The default superannuation regime is facing radical change under proposals put forward by the Productivity Commission (PC) including forcing a situation where people can only be defaulted into a fund once, rather than on the multiple occasions that currently exist.
In a report which appears to cut right down the middle of the arguments proffered by the retail and industry funds, the PC has favoured no side over the other, suggesting that too much rent-seeking occurs in the industry.
Where industry funds arguments about their pre-eminence in terms of annual returns is concerned, the PC has suggested that while it is broadly true, it cannot be said of all industry funds.
At the same time as strongly recommending a regime under which people can only be defaulted into a fund once, the PC has proposed three alternative default models.
- Assisted employee choice — this model leverages the competition benefits that arise when members exercise choice, but with information and nudges to assist members to make informed choices.
- Assisted employer choice (with employee protections) — this model injects competition by giving employers choice in selecting a default product for their employees, as long as the default product meets some minimum standards, while also simplifying choices for small and medium sized businesses.
- A fee-based auction and a multi-criteria tender — these models incorporate a market-based mechanism into the selection of default products, with sequential allocation of members among winning products.
Discussing its reasoning behind a one-time allocation to a default, the PC said, “The current system’s propensity to create multiple accounts is an egregious systemic failure”
“It warrants more than the incremental remediation to date. − This approach would result in a smaller pool of employees being defaulted each year, but it should be sufficient to generate competitive dynamics,” the report said.
It also suggested there should be a government-run centralised online information service, with universal participation by employees and employers, to facilitate more efficient allocation of default members to products and, possibly, a centralised clearing house (akin to New Zealand’s).
It also urged more transparency, arguing that more transparent disclosure by funds regarding merger considerations would serve to hasten the exit of underperforming funds.
The degree to which the report dismissed suggestions of it being an exercise in the ongoing battle between industry and retail funds was exemplified by its statement that it was unwise, as many have to date, to portray this Inquiry as just another ‘industry fund versus retail fund’ debate.
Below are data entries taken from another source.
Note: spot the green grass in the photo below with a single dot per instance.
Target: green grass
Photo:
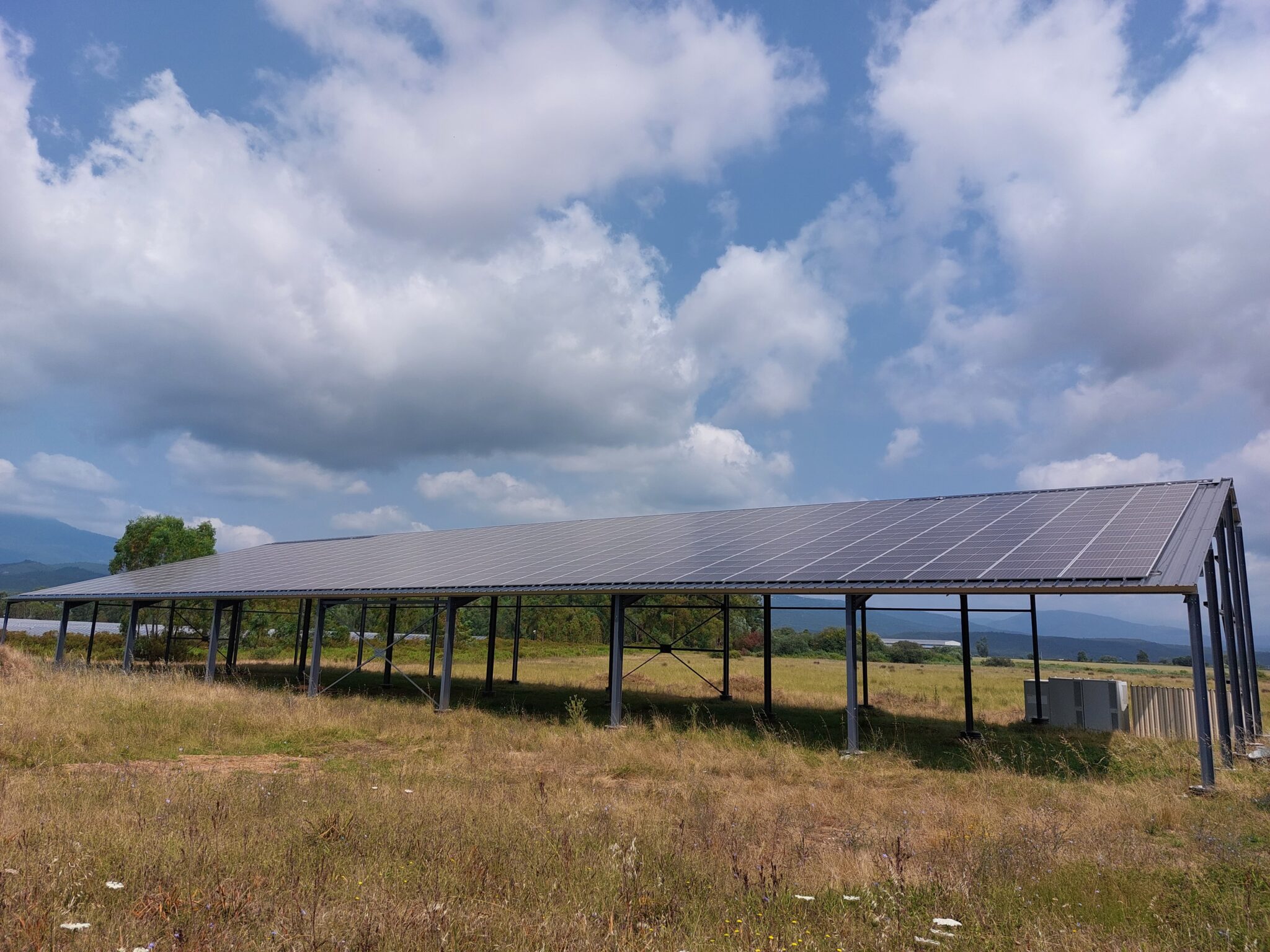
(248, 816)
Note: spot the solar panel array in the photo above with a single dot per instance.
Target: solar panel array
(1114, 532)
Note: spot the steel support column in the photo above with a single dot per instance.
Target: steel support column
(727, 648)
(447, 656)
(853, 700)
(616, 655)
(1254, 681)
(611, 622)
(60, 651)
(768, 655)
(1246, 660)
(361, 633)
(432, 637)
(214, 639)
(1203, 729)
(235, 633)
(516, 644)
(130, 638)
(1214, 631)
(315, 666)
(1041, 718)
(969, 733)
(864, 656)
(304, 637)
(388, 643)
(300, 627)
(489, 644)
(92, 635)
(1233, 645)
(168, 631)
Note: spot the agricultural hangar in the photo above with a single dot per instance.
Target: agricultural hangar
(1169, 539)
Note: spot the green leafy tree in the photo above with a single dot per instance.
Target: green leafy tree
(159, 540)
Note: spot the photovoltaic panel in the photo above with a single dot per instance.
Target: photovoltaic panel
(1055, 536)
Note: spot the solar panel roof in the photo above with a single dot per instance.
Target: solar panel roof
(1146, 537)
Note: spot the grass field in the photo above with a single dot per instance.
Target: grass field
(249, 816)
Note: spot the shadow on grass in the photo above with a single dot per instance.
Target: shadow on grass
(926, 742)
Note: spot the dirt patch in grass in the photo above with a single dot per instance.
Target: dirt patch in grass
(205, 763)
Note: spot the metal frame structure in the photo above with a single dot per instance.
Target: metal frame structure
(1204, 539)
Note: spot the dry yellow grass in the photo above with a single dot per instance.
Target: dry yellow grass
(363, 821)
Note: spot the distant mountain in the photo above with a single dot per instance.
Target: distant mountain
(1062, 633)
(29, 575)
(48, 541)
(1083, 625)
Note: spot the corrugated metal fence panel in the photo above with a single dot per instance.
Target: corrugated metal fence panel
(1166, 712)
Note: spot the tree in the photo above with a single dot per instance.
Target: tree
(159, 540)
(907, 653)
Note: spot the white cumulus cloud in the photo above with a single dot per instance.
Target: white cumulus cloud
(69, 471)
(233, 537)
(381, 518)
(249, 472)
(905, 443)
(1100, 470)
(498, 494)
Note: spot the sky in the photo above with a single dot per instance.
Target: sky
(314, 268)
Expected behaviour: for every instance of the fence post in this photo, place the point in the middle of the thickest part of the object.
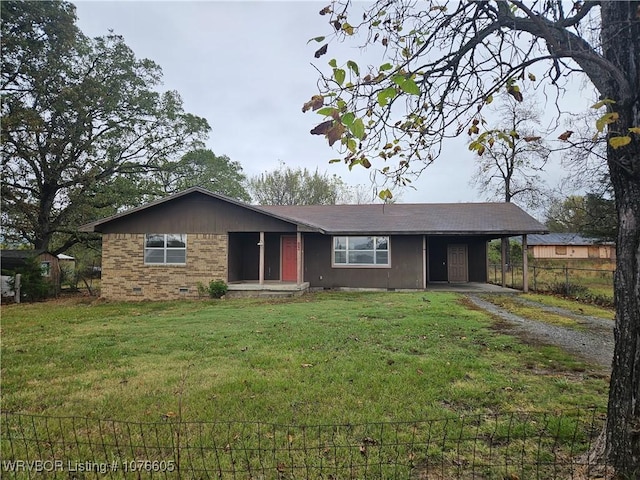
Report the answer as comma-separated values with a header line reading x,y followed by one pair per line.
x,y
16,288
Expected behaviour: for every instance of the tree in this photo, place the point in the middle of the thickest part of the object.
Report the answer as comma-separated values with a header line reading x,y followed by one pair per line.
x,y
442,67
81,119
591,215
288,186
202,168
566,215
512,155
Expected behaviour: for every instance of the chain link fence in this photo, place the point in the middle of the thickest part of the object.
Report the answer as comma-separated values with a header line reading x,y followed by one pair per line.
x,y
516,445
588,283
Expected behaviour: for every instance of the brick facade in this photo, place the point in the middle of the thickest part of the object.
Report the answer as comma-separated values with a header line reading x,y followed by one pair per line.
x,y
126,277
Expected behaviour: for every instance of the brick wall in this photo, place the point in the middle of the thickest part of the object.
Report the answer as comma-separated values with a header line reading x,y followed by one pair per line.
x,y
126,277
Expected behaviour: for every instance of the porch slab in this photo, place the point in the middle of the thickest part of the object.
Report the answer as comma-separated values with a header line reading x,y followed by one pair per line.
x,y
266,289
469,287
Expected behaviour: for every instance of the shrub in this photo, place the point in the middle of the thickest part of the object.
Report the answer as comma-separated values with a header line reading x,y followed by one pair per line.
x,y
33,286
216,289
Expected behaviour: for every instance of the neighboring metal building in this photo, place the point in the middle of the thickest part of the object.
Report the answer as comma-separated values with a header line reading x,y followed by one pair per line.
x,y
569,246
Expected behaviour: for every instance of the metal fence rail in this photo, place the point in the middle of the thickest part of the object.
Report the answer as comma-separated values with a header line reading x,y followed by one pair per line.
x,y
532,445
569,280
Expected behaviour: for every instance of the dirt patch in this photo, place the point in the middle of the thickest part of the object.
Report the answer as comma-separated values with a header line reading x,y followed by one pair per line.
x,y
594,344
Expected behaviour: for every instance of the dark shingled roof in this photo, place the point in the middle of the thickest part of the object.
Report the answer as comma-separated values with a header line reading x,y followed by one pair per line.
x,y
431,218
491,219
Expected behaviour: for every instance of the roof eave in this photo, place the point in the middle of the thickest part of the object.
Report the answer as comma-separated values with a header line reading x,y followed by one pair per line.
x,y
92,226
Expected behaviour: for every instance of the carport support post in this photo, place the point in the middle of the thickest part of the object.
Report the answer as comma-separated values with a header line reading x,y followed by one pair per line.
x,y
298,258
261,267
525,265
503,260
16,288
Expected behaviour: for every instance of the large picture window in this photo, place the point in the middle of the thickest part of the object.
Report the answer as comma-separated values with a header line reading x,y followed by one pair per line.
x,y
165,248
361,251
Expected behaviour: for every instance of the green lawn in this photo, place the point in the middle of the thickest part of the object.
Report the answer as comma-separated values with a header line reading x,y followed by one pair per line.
x,y
321,359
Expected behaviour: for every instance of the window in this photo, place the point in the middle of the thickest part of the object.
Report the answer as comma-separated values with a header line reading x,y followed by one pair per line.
x,y
165,248
361,251
45,268
561,249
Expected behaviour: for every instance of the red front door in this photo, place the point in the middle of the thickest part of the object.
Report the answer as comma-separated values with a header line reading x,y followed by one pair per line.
x,y
289,259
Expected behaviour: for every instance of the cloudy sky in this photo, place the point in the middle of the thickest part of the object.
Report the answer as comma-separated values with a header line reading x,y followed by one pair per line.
x,y
247,68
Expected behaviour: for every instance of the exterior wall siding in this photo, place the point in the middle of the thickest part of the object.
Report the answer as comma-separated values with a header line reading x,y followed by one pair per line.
x,y
126,277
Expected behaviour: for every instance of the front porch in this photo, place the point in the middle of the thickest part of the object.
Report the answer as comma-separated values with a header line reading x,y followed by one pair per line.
x,y
268,288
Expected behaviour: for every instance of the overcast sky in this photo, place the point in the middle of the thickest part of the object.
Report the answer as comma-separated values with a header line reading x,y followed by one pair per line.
x,y
247,68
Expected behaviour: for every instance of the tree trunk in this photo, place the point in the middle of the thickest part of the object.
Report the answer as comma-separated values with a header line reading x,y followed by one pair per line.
x,y
623,422
621,29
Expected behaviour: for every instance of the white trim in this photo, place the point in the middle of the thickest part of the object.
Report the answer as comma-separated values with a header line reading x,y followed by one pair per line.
x,y
164,250
361,265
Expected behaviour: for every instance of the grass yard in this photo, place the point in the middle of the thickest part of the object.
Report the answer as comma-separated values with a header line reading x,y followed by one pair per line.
x,y
321,359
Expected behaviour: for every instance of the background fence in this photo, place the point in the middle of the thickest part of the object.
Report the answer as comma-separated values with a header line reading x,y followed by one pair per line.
x,y
531,445
596,283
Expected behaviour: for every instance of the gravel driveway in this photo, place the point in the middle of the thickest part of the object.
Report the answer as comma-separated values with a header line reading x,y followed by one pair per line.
x,y
595,344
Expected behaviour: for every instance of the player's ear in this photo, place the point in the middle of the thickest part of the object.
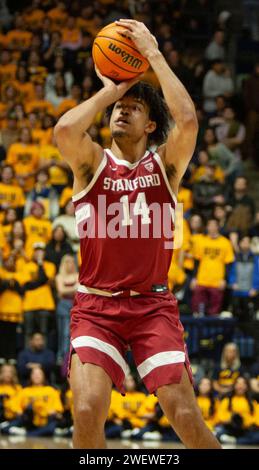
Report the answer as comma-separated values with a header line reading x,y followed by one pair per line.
x,y
150,127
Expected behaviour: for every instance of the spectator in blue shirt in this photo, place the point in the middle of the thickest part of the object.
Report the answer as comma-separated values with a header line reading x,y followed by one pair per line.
x,y
243,278
37,355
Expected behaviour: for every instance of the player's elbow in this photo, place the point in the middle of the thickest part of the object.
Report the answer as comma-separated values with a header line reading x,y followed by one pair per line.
x,y
190,122
62,132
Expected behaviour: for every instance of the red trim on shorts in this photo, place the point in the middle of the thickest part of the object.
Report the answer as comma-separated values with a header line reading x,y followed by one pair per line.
x,y
166,375
88,355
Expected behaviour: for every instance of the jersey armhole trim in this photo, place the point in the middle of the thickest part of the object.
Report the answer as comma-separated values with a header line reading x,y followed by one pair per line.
x,y
162,168
99,170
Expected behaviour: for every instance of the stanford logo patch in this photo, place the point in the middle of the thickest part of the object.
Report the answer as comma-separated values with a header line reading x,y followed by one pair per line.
x,y
149,166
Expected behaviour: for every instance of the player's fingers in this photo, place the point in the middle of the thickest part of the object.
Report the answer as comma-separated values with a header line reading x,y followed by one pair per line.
x,y
127,20
126,33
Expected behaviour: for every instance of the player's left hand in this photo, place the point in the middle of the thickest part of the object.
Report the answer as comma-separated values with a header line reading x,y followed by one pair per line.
x,y
145,42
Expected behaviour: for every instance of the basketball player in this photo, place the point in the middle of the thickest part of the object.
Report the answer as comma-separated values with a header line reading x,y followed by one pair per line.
x,y
122,300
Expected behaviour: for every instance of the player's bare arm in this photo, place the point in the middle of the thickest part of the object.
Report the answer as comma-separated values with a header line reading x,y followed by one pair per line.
x,y
75,144
178,150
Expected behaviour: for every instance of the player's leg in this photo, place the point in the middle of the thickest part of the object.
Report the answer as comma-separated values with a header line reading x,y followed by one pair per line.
x,y
179,405
91,387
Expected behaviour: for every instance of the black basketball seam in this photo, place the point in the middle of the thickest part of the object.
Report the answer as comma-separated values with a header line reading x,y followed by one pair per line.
x,y
125,70
125,44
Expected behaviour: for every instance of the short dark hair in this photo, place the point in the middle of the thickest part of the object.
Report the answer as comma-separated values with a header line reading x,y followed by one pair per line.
x,y
158,110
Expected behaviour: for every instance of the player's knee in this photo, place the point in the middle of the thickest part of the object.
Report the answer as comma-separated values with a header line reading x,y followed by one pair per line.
x,y
184,416
88,411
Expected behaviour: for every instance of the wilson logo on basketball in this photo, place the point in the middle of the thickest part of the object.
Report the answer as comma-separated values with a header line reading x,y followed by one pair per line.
x,y
149,166
126,57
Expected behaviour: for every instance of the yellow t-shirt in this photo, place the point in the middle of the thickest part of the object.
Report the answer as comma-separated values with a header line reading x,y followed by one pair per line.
x,y
40,298
115,406
57,174
214,254
34,19
176,275
200,171
12,195
64,106
25,159
11,303
129,406
58,17
204,403
26,90
185,197
11,391
240,406
69,403
17,39
40,105
66,195
45,401
7,72
38,136
37,230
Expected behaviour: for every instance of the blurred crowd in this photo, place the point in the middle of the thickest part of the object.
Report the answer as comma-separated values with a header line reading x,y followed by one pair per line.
x,y
227,396
46,68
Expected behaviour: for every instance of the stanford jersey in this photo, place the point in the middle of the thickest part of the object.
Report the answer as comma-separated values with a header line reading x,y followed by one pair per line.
x,y
125,223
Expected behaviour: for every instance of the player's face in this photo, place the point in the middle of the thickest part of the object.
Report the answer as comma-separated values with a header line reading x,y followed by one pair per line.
x,y
130,118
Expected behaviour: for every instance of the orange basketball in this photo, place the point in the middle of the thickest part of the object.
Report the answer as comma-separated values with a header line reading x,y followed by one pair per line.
x,y
116,56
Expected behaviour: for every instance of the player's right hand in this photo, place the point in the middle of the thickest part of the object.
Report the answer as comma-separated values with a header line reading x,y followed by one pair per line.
x,y
116,90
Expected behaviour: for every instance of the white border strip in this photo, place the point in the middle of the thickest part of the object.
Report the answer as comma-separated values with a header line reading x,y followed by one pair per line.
x,y
111,351
129,165
160,359
162,168
100,168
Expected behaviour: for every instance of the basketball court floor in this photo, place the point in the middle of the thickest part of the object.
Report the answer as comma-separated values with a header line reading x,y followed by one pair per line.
x,y
20,442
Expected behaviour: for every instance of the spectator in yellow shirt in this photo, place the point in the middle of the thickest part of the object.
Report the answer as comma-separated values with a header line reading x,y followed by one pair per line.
x,y
9,388
184,196
34,16
51,160
39,408
207,402
9,134
18,38
24,157
11,195
36,355
38,301
58,15
22,83
213,253
229,369
7,68
44,193
11,309
66,285
39,104
126,411
37,228
71,35
238,415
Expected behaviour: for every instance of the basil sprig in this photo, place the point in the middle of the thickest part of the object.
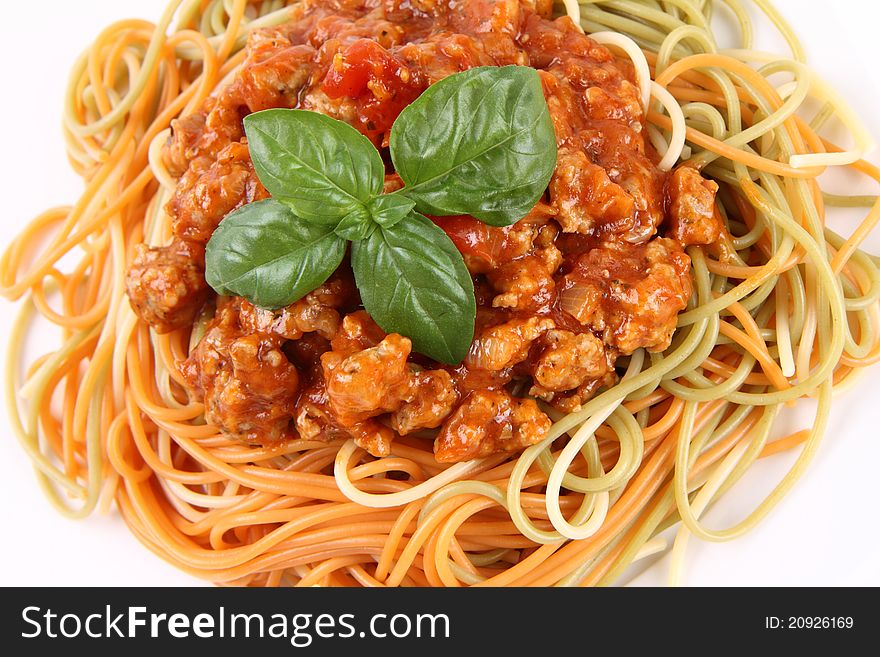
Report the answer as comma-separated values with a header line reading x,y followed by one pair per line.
x,y
479,142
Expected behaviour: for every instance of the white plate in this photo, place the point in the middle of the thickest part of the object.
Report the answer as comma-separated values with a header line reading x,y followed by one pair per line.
x,y
825,532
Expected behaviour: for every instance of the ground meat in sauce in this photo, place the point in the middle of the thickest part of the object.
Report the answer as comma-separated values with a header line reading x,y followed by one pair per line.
x,y
581,280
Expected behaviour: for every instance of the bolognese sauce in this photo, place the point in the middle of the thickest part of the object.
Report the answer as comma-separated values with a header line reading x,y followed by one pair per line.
x,y
595,271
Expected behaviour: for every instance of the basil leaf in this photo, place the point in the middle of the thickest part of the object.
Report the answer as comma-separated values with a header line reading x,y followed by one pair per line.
x,y
266,254
413,281
479,142
322,168
387,210
356,225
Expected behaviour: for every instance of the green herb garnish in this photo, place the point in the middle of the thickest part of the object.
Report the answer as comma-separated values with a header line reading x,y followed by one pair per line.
x,y
479,142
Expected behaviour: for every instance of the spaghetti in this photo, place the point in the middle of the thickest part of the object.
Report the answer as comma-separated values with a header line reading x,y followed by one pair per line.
x,y
791,311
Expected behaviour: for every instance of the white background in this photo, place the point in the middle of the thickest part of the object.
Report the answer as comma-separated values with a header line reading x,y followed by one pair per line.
x,y
826,532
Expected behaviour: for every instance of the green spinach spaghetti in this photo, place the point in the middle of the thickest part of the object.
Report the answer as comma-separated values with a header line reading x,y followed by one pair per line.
x,y
775,308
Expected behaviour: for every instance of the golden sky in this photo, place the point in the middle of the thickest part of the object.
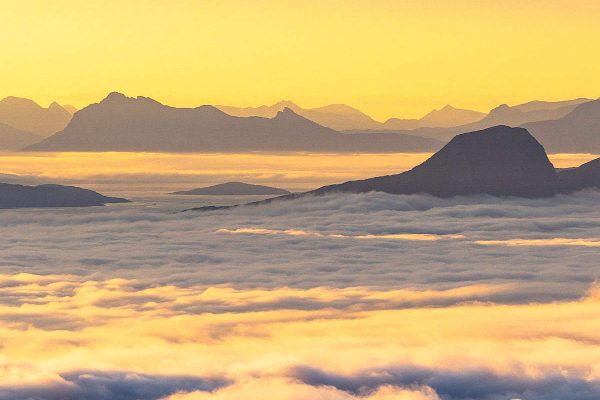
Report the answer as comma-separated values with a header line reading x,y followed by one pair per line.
x,y
389,58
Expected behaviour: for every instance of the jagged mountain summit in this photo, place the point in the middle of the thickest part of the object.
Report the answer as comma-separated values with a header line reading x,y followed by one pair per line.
x,y
235,189
520,115
335,116
120,123
21,196
27,115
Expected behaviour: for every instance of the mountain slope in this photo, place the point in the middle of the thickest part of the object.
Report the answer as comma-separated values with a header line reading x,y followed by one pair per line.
x,y
20,196
498,161
26,115
120,123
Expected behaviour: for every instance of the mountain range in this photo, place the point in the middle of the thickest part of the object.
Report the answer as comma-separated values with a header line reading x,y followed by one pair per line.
x,y
235,189
499,161
26,115
14,139
120,123
21,196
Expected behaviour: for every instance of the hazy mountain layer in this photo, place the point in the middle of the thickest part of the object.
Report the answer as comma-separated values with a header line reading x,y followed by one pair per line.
x,y
444,118
15,139
120,123
20,196
27,115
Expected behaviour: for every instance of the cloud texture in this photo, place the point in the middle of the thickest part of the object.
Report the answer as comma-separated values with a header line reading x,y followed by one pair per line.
x,y
368,296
“This Inquiry is much more than that — it is a wake-up call to the entire industry, which some claim has become complacent with a steady flow of mandated contributions from disengaged members, and as an industry has failed to improve its scale and efficiency and deliver better outcomes for members (despite the MySuper reforms),” it said. “From this perspective, the Inquiry has managed to unite the superannuation industry against the Inquiry’s potential contemplation of more-than-incremental reform. A healthy dose of scepticism would suggest that there must be rents to be recovered for the benefit of members for such unanimity to be valid.”